Hamilton Garcia de Lima - Julho 2010
 

Quase terminando um artigo sobre o controle social dos governos locais, eis que Campos sofre nova intervenção judicial em seu processo eleitoral depois da posse dos eleitos e transcorrido mais de um ano do mandato, tal como na eleição de 2004, sem que isso signifique efetivamente uma luz no fim do assombroso túnel da instabilidade política municipal, muito ao contrário.

Na primeira intervenção da série, que interrompeu o mandato do Prefeito eleito Carlos Campista em função de abuso do poder econômico por parte de seu apoiador e antecessor Arnaldo Vianna, que nem por isso foi impedido de se candidatar à Câmara Federal e tomar posse no pleito seguinte (2006), a expectativa criada em torno da capacidade de transformação das práticas políticas, sem mudança no sistema político, foi intensa.
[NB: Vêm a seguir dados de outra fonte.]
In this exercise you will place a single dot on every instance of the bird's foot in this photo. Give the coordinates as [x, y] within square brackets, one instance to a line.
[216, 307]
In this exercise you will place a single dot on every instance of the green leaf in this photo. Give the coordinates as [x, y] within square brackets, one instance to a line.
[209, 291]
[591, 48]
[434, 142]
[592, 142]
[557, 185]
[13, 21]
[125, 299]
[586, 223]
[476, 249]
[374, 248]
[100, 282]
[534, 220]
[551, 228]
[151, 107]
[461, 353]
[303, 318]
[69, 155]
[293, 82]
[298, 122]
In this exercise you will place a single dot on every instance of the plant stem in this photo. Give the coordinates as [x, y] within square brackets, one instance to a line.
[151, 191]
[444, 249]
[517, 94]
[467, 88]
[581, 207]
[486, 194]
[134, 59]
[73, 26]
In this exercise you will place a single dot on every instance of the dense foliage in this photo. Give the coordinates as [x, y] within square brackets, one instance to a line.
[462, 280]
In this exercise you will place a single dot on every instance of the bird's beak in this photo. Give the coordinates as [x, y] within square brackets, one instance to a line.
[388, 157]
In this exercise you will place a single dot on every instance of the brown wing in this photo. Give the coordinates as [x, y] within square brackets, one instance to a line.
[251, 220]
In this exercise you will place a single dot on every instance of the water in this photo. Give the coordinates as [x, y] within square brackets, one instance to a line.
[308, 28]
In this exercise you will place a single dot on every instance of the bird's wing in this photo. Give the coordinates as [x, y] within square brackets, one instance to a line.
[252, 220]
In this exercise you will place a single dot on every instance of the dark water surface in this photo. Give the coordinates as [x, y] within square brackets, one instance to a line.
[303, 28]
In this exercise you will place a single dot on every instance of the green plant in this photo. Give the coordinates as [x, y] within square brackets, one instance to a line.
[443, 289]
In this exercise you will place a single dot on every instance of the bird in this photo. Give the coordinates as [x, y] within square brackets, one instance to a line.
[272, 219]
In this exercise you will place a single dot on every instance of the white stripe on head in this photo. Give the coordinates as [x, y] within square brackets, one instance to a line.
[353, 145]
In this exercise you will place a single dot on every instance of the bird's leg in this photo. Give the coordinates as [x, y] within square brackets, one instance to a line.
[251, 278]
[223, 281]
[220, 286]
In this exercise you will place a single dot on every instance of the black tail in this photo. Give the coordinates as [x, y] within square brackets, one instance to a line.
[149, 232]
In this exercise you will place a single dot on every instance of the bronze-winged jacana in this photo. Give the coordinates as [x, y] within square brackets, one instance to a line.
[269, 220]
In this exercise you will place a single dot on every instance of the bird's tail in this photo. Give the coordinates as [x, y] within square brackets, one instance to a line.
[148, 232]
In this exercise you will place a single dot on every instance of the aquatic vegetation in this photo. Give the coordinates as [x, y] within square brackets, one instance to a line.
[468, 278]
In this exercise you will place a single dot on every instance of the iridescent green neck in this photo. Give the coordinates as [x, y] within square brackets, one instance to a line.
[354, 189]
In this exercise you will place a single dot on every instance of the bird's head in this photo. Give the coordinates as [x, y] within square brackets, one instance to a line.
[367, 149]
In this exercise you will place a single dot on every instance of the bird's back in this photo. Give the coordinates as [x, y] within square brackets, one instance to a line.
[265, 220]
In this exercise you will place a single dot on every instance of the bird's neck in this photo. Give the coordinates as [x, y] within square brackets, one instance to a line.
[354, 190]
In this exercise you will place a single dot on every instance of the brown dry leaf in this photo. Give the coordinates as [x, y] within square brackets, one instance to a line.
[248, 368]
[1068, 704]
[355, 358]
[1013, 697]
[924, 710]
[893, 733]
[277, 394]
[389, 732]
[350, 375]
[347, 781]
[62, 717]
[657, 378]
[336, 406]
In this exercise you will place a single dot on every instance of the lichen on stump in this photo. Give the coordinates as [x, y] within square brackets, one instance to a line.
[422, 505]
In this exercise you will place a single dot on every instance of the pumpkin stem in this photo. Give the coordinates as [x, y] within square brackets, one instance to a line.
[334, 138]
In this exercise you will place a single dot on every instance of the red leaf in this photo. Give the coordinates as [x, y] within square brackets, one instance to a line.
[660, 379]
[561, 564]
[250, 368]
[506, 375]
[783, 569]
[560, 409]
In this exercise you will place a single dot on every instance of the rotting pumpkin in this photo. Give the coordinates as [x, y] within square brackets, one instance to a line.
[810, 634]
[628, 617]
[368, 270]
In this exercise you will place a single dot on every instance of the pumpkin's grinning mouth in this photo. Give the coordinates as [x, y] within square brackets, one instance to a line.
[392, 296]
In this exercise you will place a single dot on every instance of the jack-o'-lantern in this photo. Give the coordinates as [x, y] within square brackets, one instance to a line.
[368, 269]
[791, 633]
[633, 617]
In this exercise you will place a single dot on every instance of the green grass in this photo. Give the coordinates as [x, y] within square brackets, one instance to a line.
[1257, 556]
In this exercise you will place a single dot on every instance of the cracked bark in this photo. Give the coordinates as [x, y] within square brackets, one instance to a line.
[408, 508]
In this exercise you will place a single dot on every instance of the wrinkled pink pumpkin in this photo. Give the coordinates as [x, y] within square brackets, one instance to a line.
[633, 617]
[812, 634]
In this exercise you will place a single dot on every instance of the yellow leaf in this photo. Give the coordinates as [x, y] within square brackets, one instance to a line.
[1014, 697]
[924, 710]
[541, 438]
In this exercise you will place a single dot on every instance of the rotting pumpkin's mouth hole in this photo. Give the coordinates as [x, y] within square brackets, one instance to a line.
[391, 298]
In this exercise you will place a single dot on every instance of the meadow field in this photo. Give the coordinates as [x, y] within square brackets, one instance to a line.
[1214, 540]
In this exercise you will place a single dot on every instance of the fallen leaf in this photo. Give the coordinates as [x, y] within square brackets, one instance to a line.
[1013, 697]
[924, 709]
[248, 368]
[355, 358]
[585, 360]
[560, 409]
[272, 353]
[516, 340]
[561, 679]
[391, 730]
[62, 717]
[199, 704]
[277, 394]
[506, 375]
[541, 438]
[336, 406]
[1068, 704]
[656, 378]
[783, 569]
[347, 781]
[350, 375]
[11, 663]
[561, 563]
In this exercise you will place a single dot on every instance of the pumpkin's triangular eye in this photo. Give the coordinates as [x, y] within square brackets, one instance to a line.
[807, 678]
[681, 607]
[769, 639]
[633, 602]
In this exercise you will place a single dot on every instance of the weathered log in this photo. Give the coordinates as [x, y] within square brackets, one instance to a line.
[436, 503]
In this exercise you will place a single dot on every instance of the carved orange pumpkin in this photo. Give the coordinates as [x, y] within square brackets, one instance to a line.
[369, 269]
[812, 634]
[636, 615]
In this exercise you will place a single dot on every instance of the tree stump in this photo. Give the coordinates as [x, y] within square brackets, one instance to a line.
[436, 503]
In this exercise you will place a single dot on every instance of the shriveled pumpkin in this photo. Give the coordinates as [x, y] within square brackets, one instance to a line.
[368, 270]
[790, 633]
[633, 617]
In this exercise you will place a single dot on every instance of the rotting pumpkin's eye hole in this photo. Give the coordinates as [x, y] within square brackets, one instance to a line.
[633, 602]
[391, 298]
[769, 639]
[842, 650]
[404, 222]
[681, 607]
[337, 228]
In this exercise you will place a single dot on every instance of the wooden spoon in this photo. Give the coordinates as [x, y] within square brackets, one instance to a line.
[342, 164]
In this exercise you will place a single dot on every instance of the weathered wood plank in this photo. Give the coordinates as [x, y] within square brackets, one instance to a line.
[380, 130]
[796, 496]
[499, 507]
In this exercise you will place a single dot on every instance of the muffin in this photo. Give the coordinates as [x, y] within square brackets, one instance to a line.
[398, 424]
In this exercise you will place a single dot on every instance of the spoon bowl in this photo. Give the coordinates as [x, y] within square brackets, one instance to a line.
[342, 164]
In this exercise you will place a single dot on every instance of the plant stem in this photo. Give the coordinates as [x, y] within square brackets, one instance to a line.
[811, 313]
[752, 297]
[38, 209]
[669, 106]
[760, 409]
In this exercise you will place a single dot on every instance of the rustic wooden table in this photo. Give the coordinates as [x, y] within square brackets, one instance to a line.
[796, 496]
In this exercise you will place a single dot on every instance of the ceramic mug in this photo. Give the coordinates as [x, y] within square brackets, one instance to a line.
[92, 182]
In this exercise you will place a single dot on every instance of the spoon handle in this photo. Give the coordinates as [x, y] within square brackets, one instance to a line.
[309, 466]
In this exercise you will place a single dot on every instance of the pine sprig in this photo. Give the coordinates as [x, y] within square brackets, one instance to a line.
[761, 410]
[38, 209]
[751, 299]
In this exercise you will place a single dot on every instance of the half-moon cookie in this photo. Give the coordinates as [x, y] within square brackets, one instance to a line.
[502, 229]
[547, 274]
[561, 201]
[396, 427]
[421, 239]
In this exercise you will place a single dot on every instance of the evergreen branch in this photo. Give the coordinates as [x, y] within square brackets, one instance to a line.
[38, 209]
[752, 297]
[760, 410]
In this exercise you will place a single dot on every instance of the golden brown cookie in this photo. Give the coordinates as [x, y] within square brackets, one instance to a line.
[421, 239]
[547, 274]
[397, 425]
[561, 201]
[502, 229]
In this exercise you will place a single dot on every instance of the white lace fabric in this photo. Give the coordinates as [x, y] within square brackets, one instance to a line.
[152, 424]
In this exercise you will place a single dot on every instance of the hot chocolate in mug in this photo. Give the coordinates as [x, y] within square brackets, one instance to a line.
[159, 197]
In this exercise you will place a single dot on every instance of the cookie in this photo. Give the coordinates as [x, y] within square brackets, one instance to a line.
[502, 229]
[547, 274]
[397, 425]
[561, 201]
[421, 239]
A inconsistência punitiva da legislação brasileira e a lentidão da Justiça, todavia, não lograram um teste efetivo dessa hipótese, não obstante a compreensível carga de responsabilidade que paira sobre a Justiça Eleitoral no momento em que ela rompe o pacto de omissão de priscas eras.

Infelizmente, o rompimento da histórica omissão das autoridades fiscalizatórias do Estado brasileiro é uma medida que vem tarde e sem a carga redentora que séculos de desmandos e arbitrariedades exigiriam. Muito pelo contrário, algumas das intervenções ocorridas em Executivos do Norte Fluminense mostraram claramente uma tendência "ao tiro pela culatra", em termos políticos, das intervenções judiciais ao fim do processo eleitoral. Se muito, podemos dizer que os grupos concorrentes passaram a tratar melhor das aparências, pois o observado efeito inibidor de abusos está longe de compensar os prejuízos causados ao Estado e ao bem público pelas autoridades sacramentadas pelo atual sistema político-eleitoral.

Tanto no caso do uso indevido da máquina e recursos públicos para a promoção de seu grupo, caso das eleições de 2004, quanto no uso indireto dos mesmos, visando, segundo o TRE/RJ, à promoção de "práticas panfletárias da rádio e do jornal O Diário", no caso das eleições de 2008, estamos diante do mesmo problema que resta intocado: a privatização do público pela classe política, entendida como o conjunto dos grupos que, uma vez eleitos, independente de sigla e ideologia, utilizam recursos além dos esforços partidários e da legislação pertinente para se perpetuarem no poder.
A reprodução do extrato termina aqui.